Wouldn't you just have multiple NICs on one box for redundancy there? With any backups being sent a database write-log for replication?

> n any case, payments aren’t CPU intensive but it’s a prime case of hurry-up-and-wait. Lots of network IO, so while you won’t saturate the CPU with millions of transactions on the same box, I could easily imagine saturating a NIC.

If you're vertically scaling, wouldn't you just have the main database server host the database files locally, using fast NVMe SSDs (or Optame), in the box itself, instead of going over the network?

Enterprise NVMe drives can perform 500,000-2,000,000 IOPs, with about 60us latency. And Optane is about 4x faster. Why would a database server need to saturate network bandwidth?

Anyways, I'd love to see the actual SQL query for one of their transactions...

icebraining · on April 17, 2018

Wouldn't you just have multiple NICs on one box for redundancy there?

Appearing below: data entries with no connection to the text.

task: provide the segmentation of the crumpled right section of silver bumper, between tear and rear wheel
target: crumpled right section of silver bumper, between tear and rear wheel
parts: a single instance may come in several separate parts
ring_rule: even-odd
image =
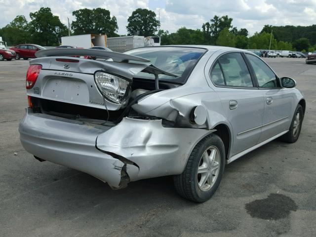
[[[123,118],[98,136],[96,146],[134,162],[127,164],[127,174],[135,181],[182,173],[197,142],[213,131],[167,128],[162,120]]]

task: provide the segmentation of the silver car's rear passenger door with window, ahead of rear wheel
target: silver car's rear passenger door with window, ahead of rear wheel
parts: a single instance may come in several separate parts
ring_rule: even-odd
[[[231,155],[256,145],[261,135],[263,95],[255,87],[244,57],[239,52],[226,53],[218,58],[210,73],[233,127]]]

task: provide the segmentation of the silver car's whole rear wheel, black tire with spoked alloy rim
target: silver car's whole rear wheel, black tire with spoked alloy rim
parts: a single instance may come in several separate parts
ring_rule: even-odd
[[[193,149],[182,174],[175,175],[178,194],[195,202],[204,202],[217,190],[225,167],[225,148],[216,134],[203,138]]]

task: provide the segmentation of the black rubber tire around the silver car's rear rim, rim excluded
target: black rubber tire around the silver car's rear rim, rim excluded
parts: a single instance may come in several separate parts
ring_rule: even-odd
[[[204,162],[202,160],[202,155],[204,152],[208,152],[208,149],[217,149],[219,154],[219,164],[218,170],[215,171],[216,175],[212,175],[212,178],[215,177],[215,180],[210,185],[210,189],[207,191],[202,191],[201,188],[198,186],[198,177],[197,169],[199,167],[200,162]],[[204,202],[207,201],[209,198],[213,196],[215,191],[217,190],[225,168],[225,147],[224,143],[219,136],[216,134],[210,134],[203,138],[193,149],[187,165],[182,172],[182,174],[174,175],[173,182],[176,191],[178,194],[184,198],[195,202]],[[208,181],[207,181],[208,183]],[[205,183],[205,185],[207,185]]]

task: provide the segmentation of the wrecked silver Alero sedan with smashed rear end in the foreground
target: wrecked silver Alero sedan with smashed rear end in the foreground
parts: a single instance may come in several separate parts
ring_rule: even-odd
[[[74,54],[112,61],[67,57]],[[225,163],[300,135],[306,102],[295,80],[278,78],[246,50],[67,48],[36,56],[26,76],[23,147],[114,189],[173,175],[182,197],[203,202],[218,188]]]

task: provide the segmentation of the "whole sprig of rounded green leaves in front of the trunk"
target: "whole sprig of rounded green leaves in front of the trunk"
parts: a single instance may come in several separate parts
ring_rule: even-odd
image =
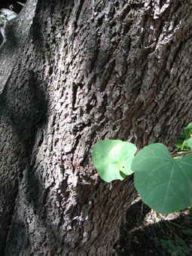
[[[161,143],[148,145],[136,154],[136,146],[130,142],[103,140],[93,148],[93,164],[108,182],[122,181],[134,172],[136,190],[157,212],[185,209],[192,206],[192,154],[188,154],[192,153],[191,124],[182,136],[171,155]]]

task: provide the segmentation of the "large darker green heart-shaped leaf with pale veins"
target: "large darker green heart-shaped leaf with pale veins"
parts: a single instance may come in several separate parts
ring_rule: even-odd
[[[160,143],[133,159],[134,182],[144,203],[168,214],[192,206],[192,154],[174,160]]]

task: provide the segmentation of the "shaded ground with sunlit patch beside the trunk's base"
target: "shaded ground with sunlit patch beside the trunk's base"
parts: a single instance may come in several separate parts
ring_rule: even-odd
[[[114,249],[118,256],[192,255],[191,210],[160,215],[138,197],[126,213]]]

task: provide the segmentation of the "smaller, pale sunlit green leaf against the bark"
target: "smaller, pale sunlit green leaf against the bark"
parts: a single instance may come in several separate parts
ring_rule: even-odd
[[[92,153],[93,165],[104,181],[122,181],[126,175],[133,173],[130,166],[136,149],[132,143],[120,140],[106,139],[97,142]]]

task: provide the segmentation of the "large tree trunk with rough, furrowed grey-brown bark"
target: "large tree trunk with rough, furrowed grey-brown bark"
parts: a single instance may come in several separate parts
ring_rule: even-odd
[[[101,139],[169,148],[192,114],[190,1],[29,0],[0,48],[0,254],[115,254],[133,177]]]

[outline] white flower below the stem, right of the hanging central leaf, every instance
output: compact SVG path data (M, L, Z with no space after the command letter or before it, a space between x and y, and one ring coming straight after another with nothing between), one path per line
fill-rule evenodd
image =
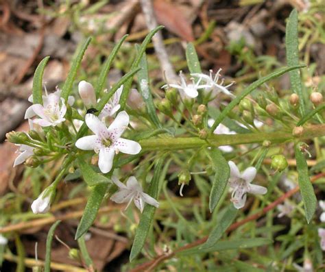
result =
M248 169L240 173L234 162L230 160L228 164L230 166L230 178L228 182L233 189L230 201L234 203L235 208L243 208L246 202L246 193L252 193L254 195L265 195L267 193L267 188L251 184L256 176L255 167L248 167Z

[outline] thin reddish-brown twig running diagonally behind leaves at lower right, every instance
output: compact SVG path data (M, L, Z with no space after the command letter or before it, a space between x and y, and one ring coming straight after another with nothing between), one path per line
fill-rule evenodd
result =
M314 175L313 177L311 177L311 182L315 182L316 180L320 179L321 177L325 177L325 173L320 173L318 175ZM263 208L263 210L261 210L260 212L256 212L256 214L252 214L249 217L246 217L245 219L243 219L239 222L233 223L232 225L230 225L230 227L228 227L227 232L236 230L241 225L244 225L245 223L248 223L250 221L258 219L259 217L262 217L263 214L265 214L266 212L269 212L269 210L276 208L276 206L278 206L278 204L282 203L283 201L285 201L285 199L287 199L287 198L291 197L292 195L294 195L295 193L297 193L298 190L299 190L299 186L297 186L296 188L293 188L292 190L289 190L287 193L285 193L284 195L282 195L278 199L276 199L276 201L273 201L268 206ZM160 254L156 258L154 258L154 260L151 260L149 262L144 262L143 264L140 264L138 267L131 269L130 272L152 271L152 269L157 267L158 264L160 264L161 262L168 260L170 258L173 258L173 256L176 255L176 253L184 251L186 249L191 249L193 247L196 247L197 245L202 245L203 243L206 242L207 239L208 239L208 236L204 236L203 238L195 240L193 243L184 245L184 247L179 247L178 249L176 249L175 251L172 251L169 254Z

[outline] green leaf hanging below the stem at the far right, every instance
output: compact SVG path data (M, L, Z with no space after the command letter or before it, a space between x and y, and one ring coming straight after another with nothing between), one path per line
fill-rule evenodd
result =
M316 210L317 199L311 184L311 180L308 174L308 166L304 154L300 151L300 145L304 143L298 143L295 146L295 156L298 171L298 183L300 187L300 193L302 195L302 201L304 201L304 212L306 212L306 220L310 223L313 214Z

What happens when the FBI raids the DC to confiscate the servers of another person, and also takes yours? https://blog.pinboard.in/2011/06/faq_about_the_recent_fbi_ra...

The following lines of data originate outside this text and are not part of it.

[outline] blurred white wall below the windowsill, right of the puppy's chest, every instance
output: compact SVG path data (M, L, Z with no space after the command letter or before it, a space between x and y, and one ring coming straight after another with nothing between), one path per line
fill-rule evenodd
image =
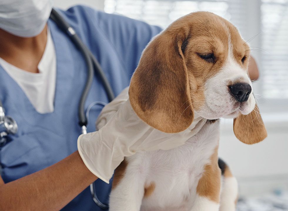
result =
M263 114L268 137L254 145L236 139L232 120L225 120L225 124L222 121L219 156L237 177L240 195L288 190L287 116L284 113Z

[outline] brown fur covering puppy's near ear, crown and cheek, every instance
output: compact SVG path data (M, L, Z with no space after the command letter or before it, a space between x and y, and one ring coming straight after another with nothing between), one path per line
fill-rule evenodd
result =
M164 132L189 127L194 109L205 103L205 82L227 59L230 33L241 62L245 42L230 22L213 13L190 13L153 38L130 83L129 99L136 114ZM215 61L199 56L206 53L213 53Z

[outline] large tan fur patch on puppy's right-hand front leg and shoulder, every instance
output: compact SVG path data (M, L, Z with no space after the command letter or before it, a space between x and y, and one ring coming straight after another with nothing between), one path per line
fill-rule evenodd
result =
M210 200L220 202L221 171L218 166L218 147L210 157L210 163L205 166L204 173L197 185L197 193Z

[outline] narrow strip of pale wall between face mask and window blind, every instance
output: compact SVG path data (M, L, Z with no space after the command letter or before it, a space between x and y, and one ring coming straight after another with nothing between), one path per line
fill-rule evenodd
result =
M61 9L67 9L77 4L87 5L98 10L104 10L104 0L54 0L54 6Z

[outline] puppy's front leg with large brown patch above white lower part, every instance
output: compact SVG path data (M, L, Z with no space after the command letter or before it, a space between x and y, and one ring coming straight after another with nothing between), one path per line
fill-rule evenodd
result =
M218 211L220 203L221 171L218 166L218 147L205 166L200 178L196 198L191 211Z

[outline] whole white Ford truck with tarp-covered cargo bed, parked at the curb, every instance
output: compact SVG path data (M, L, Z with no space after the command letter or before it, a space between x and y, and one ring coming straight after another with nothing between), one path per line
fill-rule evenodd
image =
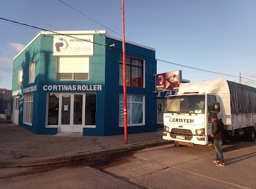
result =
M163 139L176 147L209 144L213 113L222 119L225 137L255 140L256 88L225 79L180 84L166 99Z

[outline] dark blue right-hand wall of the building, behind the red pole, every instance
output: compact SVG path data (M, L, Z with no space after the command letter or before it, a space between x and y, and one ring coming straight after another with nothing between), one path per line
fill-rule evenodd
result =
M110 40L110 41L109 41ZM119 127L119 94L124 93L119 85L119 58L122 54L122 42L109 39L115 48L106 47L106 95L105 95L105 135L120 135L124 127ZM145 125L128 126L128 133L152 132L156 130L156 95L155 90L156 57L154 50L126 43L126 56L145 60L145 88L127 87L127 94L145 95ZM143 56L142 56L143 55Z

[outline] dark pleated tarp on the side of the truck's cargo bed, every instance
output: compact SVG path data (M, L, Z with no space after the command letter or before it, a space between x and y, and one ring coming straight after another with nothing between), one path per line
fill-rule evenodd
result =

saryant · on April 17, 2018

I'm largely referring to RPC calls, not DB queries. Many of those calls won't even be to services you control and may well be HTTP calls to other companies.

gaius · on April 17, 2018

All comes down to uptime.

20 years ago we had 1000+ days uptime on DEC kit. No one was even impressed by 500 days. Nowadays people build all sorts of elaborate contraptions to do what used to be entirely ordinary

zzzcpan · on April 17, 2018

By uptime people usually mean availability to the end users, not a literal uptime. Which also includes availability of an entire datacenter infrastructure, connectivity, internet infrastructure, making it pretty much impossible to have high availability in a singe datacenter.

gaius · on April 18, 2018

Heh, I guess. In my scenario the users actually got that uptime too, ‘cos they were connected over LAT...

saryant · on April 17, 2018

Doesn't do much good if you have to fail out of an entire data center.

gaius · on April 18, 2018

You can with VMScluster. There are multi-site clusters with 15+ years uptime.